### Import Tools

In [1]:
import pickle
import pandas as pd

from sklearn.metrics import recall_score
from sklearn.metrics import precision_score
from sklearn.metrics import f1_score

from yellowbrick.classifier import ConfusionMatrix
from sklearn.metrics import classification_report



### Import Train Data

In [2]:
X_train = pd.read_csv('../data/X_train_trans.csv', index_col=0)

pickle_in = open('../data/y_train.pickle', 'rb')
y_train = pickle.load(pickle_in)

### Import Test Data

In [3]:
X_test = pd.read_csv('../data/X_test_trans.csv', index_col=0)
pickle_in = open('../data/y_test.pickle', 'rb')
y_test = pickle.load(pickle_in)

### Fit Default Gradient Boosting Classifier 

In [4]:
from sklearn.ensemble import GradientBoostingClassifier

In [5]:
gbc = GradientBoostingClassifier()

In [6]:
gbc.fit(X_train,y_train)

GradientBoostingClassifier(ccp_alpha=0.0, criterion='friedman_mse', init=None,
                           learning_rate=0.1, loss='deviance', max_depth=3,
                           max_features=None, max_leaf_nodes=None,
                           min_impurity_decrease=0.0, min_impurity_split=None,
                           min_samples_leaf=1, min_samples_split=2,
                           min_weight_fraction_leaf=0.0, n_estimators=100,
                           n_iter_no_change=None, presort='deprecated',
                           random_state=None, subsample=1.0, tol=0.0001,
                           validation_fraction=0.1, verbose=0,
                           warm_start=False)

In [7]:
y_pred_gbc = gbc.predict(X_test)
y_probs_gbc = gbc.predict_proba(X_test)

In [8]:
print ('accuracy score:', gbc.score(X_test, y_test))
print ('recall:', recall_score(y_test, y_pred_gbc))
print ('precision:', precision_score(y_test, y_pred_gbc))
print ('f1:', f1_score(y_test, y_pred_gbc))

accuracy score: 0.98
recall: 0.8896551724137931
precision: 0.9699248120300752
f1: 0.9280575539568345


In [None]:
cm_gbc = ConfusionMatrix(gbc, classes = ['Maintain', 'Churn'])
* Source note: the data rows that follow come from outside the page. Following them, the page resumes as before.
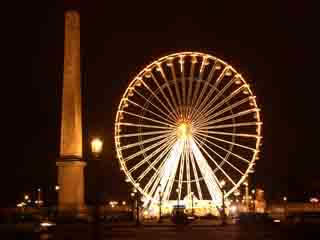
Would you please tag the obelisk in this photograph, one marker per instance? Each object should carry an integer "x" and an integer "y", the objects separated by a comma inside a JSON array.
[{"x": 70, "y": 164}]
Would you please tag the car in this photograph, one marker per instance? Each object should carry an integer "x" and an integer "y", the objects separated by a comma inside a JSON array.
[{"x": 44, "y": 226}]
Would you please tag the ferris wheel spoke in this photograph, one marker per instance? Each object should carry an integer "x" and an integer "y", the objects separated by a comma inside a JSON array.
[
  {"x": 233, "y": 154},
  {"x": 151, "y": 155},
  {"x": 207, "y": 173},
  {"x": 233, "y": 116},
  {"x": 165, "y": 96},
  {"x": 156, "y": 97},
  {"x": 225, "y": 141},
  {"x": 217, "y": 154},
  {"x": 181, "y": 170},
  {"x": 147, "y": 118},
  {"x": 170, "y": 169},
  {"x": 132, "y": 156},
  {"x": 232, "y": 125},
  {"x": 186, "y": 153},
  {"x": 174, "y": 77},
  {"x": 216, "y": 97},
  {"x": 195, "y": 99},
  {"x": 143, "y": 133},
  {"x": 154, "y": 178},
  {"x": 214, "y": 87},
  {"x": 230, "y": 107},
  {"x": 144, "y": 141},
  {"x": 231, "y": 134},
  {"x": 152, "y": 165},
  {"x": 148, "y": 110},
  {"x": 205, "y": 86},
  {"x": 195, "y": 172},
  {"x": 191, "y": 79},
  {"x": 196, "y": 147},
  {"x": 141, "y": 125},
  {"x": 159, "y": 68},
  {"x": 203, "y": 113},
  {"x": 181, "y": 61},
  {"x": 172, "y": 118}
]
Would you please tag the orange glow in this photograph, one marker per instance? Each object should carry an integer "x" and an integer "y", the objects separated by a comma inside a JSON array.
[
  {"x": 184, "y": 131},
  {"x": 96, "y": 146}
]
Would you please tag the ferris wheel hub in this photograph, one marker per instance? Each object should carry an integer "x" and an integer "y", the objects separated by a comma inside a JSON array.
[{"x": 184, "y": 130}]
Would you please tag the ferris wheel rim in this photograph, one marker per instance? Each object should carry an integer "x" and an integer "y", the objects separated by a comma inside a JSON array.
[{"x": 157, "y": 63}]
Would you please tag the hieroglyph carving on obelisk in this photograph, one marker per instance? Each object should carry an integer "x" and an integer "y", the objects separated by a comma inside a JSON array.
[
  {"x": 71, "y": 127},
  {"x": 70, "y": 165}
]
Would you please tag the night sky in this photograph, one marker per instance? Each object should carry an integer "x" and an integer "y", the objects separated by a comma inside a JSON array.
[{"x": 274, "y": 46}]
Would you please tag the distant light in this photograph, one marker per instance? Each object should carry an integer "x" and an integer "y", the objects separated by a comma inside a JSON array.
[
  {"x": 96, "y": 146},
  {"x": 47, "y": 224},
  {"x": 222, "y": 183},
  {"x": 233, "y": 209}
]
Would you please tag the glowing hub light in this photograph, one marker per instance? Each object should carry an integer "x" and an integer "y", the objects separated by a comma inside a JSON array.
[
  {"x": 233, "y": 209},
  {"x": 178, "y": 131},
  {"x": 96, "y": 146},
  {"x": 184, "y": 131}
]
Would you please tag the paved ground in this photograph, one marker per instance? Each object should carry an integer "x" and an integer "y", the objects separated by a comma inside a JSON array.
[{"x": 164, "y": 231}]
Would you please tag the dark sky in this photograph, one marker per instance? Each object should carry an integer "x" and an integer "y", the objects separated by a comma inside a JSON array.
[{"x": 274, "y": 46}]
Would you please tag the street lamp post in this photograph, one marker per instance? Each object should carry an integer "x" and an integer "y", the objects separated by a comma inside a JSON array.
[
  {"x": 96, "y": 149},
  {"x": 160, "y": 203},
  {"x": 177, "y": 190},
  {"x": 222, "y": 184},
  {"x": 192, "y": 211},
  {"x": 285, "y": 207},
  {"x": 247, "y": 195},
  {"x": 136, "y": 198}
]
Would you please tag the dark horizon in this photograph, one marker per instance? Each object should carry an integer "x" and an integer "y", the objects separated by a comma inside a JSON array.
[{"x": 273, "y": 46}]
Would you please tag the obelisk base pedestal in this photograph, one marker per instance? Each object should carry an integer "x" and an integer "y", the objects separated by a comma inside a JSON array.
[{"x": 71, "y": 192}]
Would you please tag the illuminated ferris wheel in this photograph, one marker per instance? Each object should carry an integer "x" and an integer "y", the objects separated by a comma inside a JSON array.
[{"x": 187, "y": 122}]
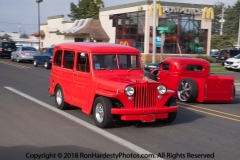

cm_gbc.score(X_test, y_test)

cm_gbc.poof()

#specify the target classes
classes = ["Maintain", "Churn"]


print(classification_report(y_test, y_pred_gbc))


### Fit KNN Model (n_neighbors = 7)

In [None]:
from sklearn.neighbors import KNeighborsClassifier

In [None]:
knn = KNeighborsClassifier(n_neighbors=7)
knn.fit(X_train, y_train)

In [None]:
y_pred_knn = knn.predict(X_test)
y_probs_knn = knn.predict_proba(X_test)

In [None]:
print ('accuracy score:', knn.score(X_test, y_test))
print ('recall:', recall_score(y_test, y_pred_knn))
print ('precision:', precision_score(y_test, y_pred_knn))
print ('f1:', f1_score(y_test, y_pred_knn))

In [None]:
cm_knn = ConfusionMatrix(knn, classes = ['Maintain', 'Churn'])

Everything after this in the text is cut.